The social security regulations of the EU consolidate the social security systems of the different Member States. The social security agreements are bilateral agreements between two countries. The aim of the EU regulations on social security and the social security agreements is to make sure that a person is covered by the laws of only one country at a time.

The social security agreements and EU’s regulation on social security determine which country’s laws are to be applied to a person who moves between two or several countries and what social security rights such a person has.

One of the aims of the regulations and the agreements is to ensure that the social security continues uninterruptedly for a person who moves from one country to another. Another aim is to prevent situations in which an employee would be insured for social security in two countries and pay double social security contributions. A third aim is to remove any obstacles for receiving social security benefits.

The level of social security and the benefits are always determined by national laws.

One of the central principles of the social security agreements and the EU social security regulations is that people be treated equally.  That is why the citizens of the country with which a social security agreement has been signed are guaranteed the same rights and obligations as the country’s own citizens.

Main rule of insurance

The main rule in both the EU social security regulations and the social security agreements is that a person working abroad is covered by the social security laws of the country in which they work.

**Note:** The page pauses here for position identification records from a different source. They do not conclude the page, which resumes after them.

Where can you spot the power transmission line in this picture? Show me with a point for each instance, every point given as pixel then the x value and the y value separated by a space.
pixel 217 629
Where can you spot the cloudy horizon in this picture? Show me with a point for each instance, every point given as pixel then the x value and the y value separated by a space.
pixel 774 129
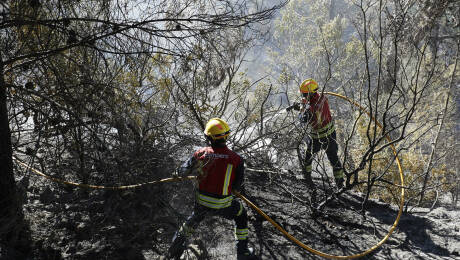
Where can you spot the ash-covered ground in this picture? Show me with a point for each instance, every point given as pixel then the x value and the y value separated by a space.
pixel 72 223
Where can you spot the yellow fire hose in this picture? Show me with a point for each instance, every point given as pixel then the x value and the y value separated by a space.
pixel 252 205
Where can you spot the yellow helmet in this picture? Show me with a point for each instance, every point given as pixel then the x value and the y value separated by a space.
pixel 217 129
pixel 308 86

The social security contributions are paid to that country and the right to social security benefits (such as pensions) is determined based on the laws of the country in which the person works.

Persons moving abroad to work do not have to inform the Finnish Centre for Pensions of the move, but they have to inform the Social Insurance Institution of Finland (Kela).

A person working abroad temporarily may be subject to Finnish social security laws under certain conditions. The Finnish Centre for Pensions can grant an A1 certificate to attest that Finnish social security laws are applied to a person working in en EU/EEA country, Switzerland or a country with which Finland  has a social security agreement.